Wish I had a nickel for every time I’ve read this story or, better yet, taken a liberal to the range and brought home a Second Amendment conservative:
SHOOTING a handgun at a target is a thrill; don’t let anyone tell you otherwise. You load bullets into a clip, push it up into the gun, turn off the safety catch, take careful hold of the gun with two hands, aim and shoot. The thing jumps in your hand and you see the bullet knock a hole in the target and spark off the floor at the back of the range. There is an extraordinary rush and then you do it again. Another spark; perhaps this time the hole in the target is a little closer to the centre. Soon you have fired the whole clip and you’re loading the deadly weapon in your hand again.
Okay, because we’re in a good mood today, we’re going to let that “clip” thing slide for the moment. Also, loading “bullets” into it. Also, “turning off the safety catch.”

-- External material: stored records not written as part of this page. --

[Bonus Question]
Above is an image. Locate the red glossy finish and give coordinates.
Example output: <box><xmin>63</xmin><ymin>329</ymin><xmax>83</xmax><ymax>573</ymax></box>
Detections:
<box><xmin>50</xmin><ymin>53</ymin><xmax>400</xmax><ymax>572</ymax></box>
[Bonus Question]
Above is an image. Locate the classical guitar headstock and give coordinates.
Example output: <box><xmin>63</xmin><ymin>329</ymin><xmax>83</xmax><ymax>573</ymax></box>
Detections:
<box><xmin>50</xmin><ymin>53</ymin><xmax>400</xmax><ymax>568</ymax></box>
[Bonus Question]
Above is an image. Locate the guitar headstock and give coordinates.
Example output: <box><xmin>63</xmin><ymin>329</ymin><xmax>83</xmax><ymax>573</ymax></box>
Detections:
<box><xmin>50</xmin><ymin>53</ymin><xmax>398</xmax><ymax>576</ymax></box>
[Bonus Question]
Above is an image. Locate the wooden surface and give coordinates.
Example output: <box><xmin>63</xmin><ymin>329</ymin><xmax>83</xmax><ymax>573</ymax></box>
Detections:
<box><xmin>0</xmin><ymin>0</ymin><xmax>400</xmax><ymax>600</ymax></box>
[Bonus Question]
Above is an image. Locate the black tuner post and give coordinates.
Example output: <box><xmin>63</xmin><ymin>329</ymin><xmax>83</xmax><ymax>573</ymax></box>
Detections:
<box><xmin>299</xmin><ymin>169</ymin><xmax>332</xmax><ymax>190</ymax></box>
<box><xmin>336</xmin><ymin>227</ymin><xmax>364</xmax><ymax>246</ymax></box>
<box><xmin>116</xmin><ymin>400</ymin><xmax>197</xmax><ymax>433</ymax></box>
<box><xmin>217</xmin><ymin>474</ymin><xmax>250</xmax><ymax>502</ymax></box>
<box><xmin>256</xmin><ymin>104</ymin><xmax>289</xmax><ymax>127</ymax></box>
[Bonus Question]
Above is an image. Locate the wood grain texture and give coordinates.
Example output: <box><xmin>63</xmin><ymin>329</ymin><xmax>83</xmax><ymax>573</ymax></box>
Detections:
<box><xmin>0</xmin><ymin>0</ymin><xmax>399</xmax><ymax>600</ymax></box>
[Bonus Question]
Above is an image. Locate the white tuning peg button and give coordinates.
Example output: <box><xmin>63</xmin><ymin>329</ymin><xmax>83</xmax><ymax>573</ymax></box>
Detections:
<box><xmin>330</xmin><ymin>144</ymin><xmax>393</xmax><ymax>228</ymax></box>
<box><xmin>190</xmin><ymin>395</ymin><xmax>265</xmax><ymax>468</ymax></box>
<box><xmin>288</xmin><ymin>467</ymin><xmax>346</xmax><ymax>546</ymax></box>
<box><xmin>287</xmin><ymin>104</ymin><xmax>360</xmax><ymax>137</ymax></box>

That is just to preface a more obvious point. To a liberal European reporter, from afar, American gun culture appears utterly insane. Americans are far more likely to murder someone or to kill themselves than people in almost all Western European countries, largely because guns make it easier. That almost 33,000 people are killed with firearms each year in America (including three Muslims in Chapel Hill, North Carolina, earlier this week) is a colossal and largely unnecessary waste of life. That people celebrate these deadly devices and carry them around while shopping, picking up their children from school or working, seems monstrous.
Yet shooting is fun. And what Europeans—and liberal Americans—often don’t realise is that these deadly weapons are also an accessible, affordable and interesting hobby for millions of people. My experience of firing a pistol took place at a shooting range in the Maryland suburbs, about half an hour’s drive outside of Washington, DC. I had until then never visited a shooting range and I had no idea of what to expect. But the experience was actually oddly familiar. This place was not a temple to violence. Rather, it mostly closely resembled the golf driving range that my father would occasionally take me to as a child.
To the writer’s credit, he does later say that of those 33,000 gun deaths, 21,000 of them are suicides. Which leaves us with about 12,000 gun deaths per year in a country of 310 million people. As opposed to a rough average of 33,000 automotive deaths per year, almost none of which are suicides.
In the range people fired guns gleefully at targets. Some were white, male, middle-aged and so fit the stereotype. But not all. Across from where I fired my pistol, two black women, one with a small son, were taking turns (the child heavily supervised). Shooting targets was a fine family day out. At a practice target outside of the range, plenty of people were learning how to hold a weapon for the first time, without pointing it at anyone, dropping it or injuring themselves as it recoiled. Again, it resembled a driving range: people hitting targets for fun.
And the truth is that in the range, the violence that guns inflict on America felt extremely remote. A few stickers here and there made political points (“My right to own a gun is what protects your right to tell me I can’t”, said one). But mostly, the idea of guns as a means to kill somebody was absent. And so it is for most people who fire guns.
And so it is. The timorous liberal imagination, filled with fears and worries (two of the New York Times‘ favorite words in headlines, by the way), is forever imagining the worst, especially about their fellow citizens who happen to be conservative. It’s only rarely that they get a chance to actually experience how the other half lives — and more often than not, they like it. Sure, he takes a sideswipe at the NRA (an “extremely nasty organization”), but concludes with both his head and heart in the right place:
But keeping guns out of the hands of criminals and the mentally ill is not incompatible with widespread gun ownership. And bringing about the changes that will make America safer means convincing people who routinely use guns safely that they are not the enemy. Perhaps what gun control needs is a few advocates who are a little more visibly familiar with the sheer fun of holding a pistol and pulling the trigger.